Single by Tantric

from the album Tantric
- Released: 2001
- Genre: Alternative rock; post-grunge; soft rock; acoustic rock;
- Length: 4:21
- Label: Maverick
- Songwriter(s): Hugo Ferreira; Matt Taul; Jesse Vest; Todd Whitener;
- Producer(s): Toby Wright

Tantric singles chronology
| "Astounded" (2001) | "Mourning" (2001) | "Hey Now" (2004) |

Music video
- "Mourning" on YouTube

= Mourning (Tantric song) =

"Mourning" is a song written and recorded by the American rock band Tantric. It was released as the third single from the band's self-titled debut album in October 2001 via Maverick Records.

==Background composition==
"Mourning" was written by lead singer Hugo Ferreira, drummer Matt Taul, bassist Jesse Vest, and lead guitarist Todd Whitener. Like much of the band's debut album Tantric, "Mourning" is heavily influenced with elements of the typical early 2000s post-grunge and alternative rock sounds while incorporating the band's signature acoustic-driven sound layered with heavy electric guitar riffs and Ferreira's raspy vocal harmonies.

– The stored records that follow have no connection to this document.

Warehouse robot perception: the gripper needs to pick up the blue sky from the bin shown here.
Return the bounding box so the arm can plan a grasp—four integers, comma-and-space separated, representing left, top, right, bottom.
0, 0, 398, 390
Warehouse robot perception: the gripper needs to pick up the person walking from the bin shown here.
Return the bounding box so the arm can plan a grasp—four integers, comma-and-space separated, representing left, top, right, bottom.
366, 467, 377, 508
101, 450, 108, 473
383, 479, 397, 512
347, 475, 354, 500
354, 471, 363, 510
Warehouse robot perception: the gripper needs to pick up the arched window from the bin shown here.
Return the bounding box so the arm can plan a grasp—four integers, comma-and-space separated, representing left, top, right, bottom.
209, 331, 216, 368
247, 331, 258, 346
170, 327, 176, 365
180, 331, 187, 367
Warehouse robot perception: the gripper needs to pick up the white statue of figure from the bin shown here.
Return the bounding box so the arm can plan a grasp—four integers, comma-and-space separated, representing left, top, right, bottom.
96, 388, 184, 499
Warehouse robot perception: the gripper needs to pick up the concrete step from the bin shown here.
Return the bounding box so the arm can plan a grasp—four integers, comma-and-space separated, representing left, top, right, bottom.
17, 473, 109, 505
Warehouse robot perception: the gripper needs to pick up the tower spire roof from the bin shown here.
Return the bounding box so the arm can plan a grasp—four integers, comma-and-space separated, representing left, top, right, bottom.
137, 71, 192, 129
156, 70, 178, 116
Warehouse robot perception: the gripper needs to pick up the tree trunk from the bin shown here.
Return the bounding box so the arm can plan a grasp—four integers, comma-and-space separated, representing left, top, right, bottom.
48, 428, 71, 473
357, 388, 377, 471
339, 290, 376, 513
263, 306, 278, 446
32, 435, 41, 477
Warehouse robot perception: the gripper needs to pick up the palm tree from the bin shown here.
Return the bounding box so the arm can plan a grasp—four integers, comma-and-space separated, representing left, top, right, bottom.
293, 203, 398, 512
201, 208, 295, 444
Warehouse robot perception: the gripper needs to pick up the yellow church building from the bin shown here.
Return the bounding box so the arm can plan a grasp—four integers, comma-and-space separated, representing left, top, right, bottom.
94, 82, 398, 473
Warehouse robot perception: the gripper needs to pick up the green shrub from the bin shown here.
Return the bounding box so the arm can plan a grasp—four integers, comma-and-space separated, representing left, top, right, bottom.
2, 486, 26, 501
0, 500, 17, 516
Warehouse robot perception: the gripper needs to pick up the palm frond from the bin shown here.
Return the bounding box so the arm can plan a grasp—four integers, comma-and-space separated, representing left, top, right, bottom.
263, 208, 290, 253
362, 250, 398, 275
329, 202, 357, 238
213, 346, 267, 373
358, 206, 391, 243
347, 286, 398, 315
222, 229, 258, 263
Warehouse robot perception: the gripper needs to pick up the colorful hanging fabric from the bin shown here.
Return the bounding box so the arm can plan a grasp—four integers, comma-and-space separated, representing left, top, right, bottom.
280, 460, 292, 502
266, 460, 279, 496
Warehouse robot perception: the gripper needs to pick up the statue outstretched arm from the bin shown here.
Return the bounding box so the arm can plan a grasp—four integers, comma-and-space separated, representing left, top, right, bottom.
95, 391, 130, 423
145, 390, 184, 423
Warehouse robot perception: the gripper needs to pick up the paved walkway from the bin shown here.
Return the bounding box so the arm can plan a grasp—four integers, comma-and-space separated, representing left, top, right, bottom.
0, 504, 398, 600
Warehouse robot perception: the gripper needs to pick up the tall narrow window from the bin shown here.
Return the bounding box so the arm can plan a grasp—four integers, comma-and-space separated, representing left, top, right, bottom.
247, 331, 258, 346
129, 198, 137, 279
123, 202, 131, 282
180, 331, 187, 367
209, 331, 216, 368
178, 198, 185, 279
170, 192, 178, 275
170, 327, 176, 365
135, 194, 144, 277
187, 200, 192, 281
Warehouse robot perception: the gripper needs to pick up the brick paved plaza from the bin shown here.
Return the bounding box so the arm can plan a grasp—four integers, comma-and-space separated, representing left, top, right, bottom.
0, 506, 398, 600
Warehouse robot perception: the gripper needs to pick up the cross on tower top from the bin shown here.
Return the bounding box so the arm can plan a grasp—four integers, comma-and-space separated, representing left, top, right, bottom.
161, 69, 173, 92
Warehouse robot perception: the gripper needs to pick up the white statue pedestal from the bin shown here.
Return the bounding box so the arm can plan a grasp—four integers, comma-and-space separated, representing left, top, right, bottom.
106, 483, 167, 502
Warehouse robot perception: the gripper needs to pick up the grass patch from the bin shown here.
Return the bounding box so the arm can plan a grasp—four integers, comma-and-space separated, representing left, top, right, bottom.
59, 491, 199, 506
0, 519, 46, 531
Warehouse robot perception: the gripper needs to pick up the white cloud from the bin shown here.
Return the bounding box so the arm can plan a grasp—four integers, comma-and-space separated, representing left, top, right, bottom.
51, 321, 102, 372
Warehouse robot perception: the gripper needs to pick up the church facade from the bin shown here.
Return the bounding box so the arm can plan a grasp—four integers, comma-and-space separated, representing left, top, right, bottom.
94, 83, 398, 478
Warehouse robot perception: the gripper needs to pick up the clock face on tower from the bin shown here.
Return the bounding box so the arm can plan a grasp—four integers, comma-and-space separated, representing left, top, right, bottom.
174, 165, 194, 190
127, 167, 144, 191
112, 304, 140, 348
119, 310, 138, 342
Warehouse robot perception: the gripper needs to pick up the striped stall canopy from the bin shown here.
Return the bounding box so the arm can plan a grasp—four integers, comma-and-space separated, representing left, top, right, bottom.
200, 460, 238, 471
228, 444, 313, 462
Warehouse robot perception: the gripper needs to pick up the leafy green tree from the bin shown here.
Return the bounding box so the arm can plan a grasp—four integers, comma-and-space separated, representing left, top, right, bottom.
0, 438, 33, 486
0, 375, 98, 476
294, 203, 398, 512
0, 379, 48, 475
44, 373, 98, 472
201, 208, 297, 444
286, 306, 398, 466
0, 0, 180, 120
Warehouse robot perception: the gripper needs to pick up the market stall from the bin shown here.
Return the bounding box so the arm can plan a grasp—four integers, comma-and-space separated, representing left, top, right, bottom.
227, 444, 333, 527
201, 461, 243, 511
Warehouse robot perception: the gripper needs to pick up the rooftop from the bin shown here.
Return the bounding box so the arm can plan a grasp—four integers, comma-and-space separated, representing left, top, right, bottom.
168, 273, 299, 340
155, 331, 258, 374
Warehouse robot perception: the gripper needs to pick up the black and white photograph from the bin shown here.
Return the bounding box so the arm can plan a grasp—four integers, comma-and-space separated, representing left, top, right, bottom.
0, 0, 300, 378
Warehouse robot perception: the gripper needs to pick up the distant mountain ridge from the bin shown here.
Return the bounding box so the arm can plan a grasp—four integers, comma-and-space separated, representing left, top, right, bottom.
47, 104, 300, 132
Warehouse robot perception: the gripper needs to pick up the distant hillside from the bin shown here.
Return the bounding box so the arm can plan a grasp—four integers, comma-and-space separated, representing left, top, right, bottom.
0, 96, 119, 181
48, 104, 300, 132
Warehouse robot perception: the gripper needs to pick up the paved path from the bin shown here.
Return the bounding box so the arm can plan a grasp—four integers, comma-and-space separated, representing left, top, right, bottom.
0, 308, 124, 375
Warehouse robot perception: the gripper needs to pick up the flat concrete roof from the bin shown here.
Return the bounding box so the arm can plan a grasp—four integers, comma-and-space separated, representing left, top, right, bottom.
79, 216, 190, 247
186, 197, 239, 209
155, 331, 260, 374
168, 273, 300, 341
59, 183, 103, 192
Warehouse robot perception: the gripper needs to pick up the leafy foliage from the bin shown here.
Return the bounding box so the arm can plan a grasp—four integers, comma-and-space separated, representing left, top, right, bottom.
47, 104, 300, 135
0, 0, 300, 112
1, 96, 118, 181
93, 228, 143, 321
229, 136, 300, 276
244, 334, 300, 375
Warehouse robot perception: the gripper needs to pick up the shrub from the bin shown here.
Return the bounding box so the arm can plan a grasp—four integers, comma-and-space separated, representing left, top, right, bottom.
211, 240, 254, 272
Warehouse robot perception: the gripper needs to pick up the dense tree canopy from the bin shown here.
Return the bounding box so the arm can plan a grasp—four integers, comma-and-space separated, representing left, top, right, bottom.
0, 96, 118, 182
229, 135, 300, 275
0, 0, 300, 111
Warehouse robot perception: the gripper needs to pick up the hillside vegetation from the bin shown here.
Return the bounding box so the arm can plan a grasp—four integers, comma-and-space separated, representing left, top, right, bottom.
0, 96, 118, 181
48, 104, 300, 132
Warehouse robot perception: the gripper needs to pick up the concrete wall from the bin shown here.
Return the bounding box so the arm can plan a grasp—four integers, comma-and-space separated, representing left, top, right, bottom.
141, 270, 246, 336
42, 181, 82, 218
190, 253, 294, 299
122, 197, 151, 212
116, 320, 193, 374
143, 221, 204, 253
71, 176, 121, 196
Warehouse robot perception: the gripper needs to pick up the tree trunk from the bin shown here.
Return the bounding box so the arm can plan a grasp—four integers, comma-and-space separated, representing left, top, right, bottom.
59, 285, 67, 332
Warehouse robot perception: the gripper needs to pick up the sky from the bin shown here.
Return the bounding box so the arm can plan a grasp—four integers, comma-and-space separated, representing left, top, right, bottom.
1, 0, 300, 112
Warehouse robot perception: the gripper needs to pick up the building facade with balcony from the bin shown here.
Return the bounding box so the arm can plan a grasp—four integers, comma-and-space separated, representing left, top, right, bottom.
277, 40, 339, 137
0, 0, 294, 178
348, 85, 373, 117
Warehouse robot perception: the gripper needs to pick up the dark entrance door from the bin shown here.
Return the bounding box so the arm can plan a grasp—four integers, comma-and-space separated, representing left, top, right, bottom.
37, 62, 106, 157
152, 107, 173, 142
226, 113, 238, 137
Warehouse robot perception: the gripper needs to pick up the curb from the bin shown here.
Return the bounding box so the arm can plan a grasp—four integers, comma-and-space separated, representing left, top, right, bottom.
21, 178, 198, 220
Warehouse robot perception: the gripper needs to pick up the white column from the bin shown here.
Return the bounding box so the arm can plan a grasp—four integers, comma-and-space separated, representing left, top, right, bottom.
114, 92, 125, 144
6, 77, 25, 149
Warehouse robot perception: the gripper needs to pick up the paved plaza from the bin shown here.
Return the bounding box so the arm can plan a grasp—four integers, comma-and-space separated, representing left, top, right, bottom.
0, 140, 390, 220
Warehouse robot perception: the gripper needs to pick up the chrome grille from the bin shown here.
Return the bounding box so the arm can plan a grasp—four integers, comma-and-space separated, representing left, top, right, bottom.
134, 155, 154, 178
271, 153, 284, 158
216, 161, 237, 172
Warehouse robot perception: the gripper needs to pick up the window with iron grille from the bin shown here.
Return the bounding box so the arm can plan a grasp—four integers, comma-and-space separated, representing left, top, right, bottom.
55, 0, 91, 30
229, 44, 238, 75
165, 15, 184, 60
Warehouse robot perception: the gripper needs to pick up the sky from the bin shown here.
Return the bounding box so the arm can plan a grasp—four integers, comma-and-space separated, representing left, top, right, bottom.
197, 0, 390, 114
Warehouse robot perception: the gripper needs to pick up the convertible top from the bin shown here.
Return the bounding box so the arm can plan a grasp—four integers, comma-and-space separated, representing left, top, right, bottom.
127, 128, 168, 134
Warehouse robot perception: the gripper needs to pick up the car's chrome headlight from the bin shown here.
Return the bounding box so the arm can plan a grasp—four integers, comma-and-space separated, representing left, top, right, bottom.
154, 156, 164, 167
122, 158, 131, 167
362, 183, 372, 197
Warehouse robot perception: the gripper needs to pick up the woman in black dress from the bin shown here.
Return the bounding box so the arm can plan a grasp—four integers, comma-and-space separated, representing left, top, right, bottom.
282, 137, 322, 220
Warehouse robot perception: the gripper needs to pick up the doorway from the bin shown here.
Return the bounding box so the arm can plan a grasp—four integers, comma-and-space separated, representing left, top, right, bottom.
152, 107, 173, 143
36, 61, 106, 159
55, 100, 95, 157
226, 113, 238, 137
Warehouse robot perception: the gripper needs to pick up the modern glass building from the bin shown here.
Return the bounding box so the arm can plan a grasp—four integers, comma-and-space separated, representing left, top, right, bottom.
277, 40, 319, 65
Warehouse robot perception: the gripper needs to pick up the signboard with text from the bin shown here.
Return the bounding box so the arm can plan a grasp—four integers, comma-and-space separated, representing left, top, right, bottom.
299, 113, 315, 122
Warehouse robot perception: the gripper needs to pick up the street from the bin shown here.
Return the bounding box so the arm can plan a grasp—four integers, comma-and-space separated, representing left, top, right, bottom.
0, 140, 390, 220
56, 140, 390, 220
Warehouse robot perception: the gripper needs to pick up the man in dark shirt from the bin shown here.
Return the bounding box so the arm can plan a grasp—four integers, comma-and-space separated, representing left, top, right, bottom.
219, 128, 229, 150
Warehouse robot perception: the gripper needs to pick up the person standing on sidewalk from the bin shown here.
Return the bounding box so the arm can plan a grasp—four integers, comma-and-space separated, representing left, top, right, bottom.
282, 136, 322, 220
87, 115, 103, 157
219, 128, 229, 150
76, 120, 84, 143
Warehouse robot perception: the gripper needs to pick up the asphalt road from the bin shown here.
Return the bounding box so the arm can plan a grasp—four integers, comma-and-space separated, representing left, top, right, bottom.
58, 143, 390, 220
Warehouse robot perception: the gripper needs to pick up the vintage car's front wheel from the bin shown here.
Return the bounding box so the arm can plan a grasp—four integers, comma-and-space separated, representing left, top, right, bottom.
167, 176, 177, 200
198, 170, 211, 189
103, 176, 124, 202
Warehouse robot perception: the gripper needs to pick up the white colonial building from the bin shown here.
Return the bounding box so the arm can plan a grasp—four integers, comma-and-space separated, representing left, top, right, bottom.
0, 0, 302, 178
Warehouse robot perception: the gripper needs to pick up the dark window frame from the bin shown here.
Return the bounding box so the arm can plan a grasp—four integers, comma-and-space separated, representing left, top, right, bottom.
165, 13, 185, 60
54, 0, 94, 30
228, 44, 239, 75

Lyrically, "Mourning" explores themes of loss, regret, and emotional closure, reflecting on the aftermath of a broken relationship. The song's melancholic yet anthemic tone, combined with Ferreira's distinctive deep and baritone vocal delivery became one of the band's most recognized tracks and the band's overall identity.

==Charts==
The song received significant airplay on American rock radio stations in late 2001, peaking at number 18 on Billboards Mainstream Rock Tracks chart and number 22 on the Modern Rock Tracks chart.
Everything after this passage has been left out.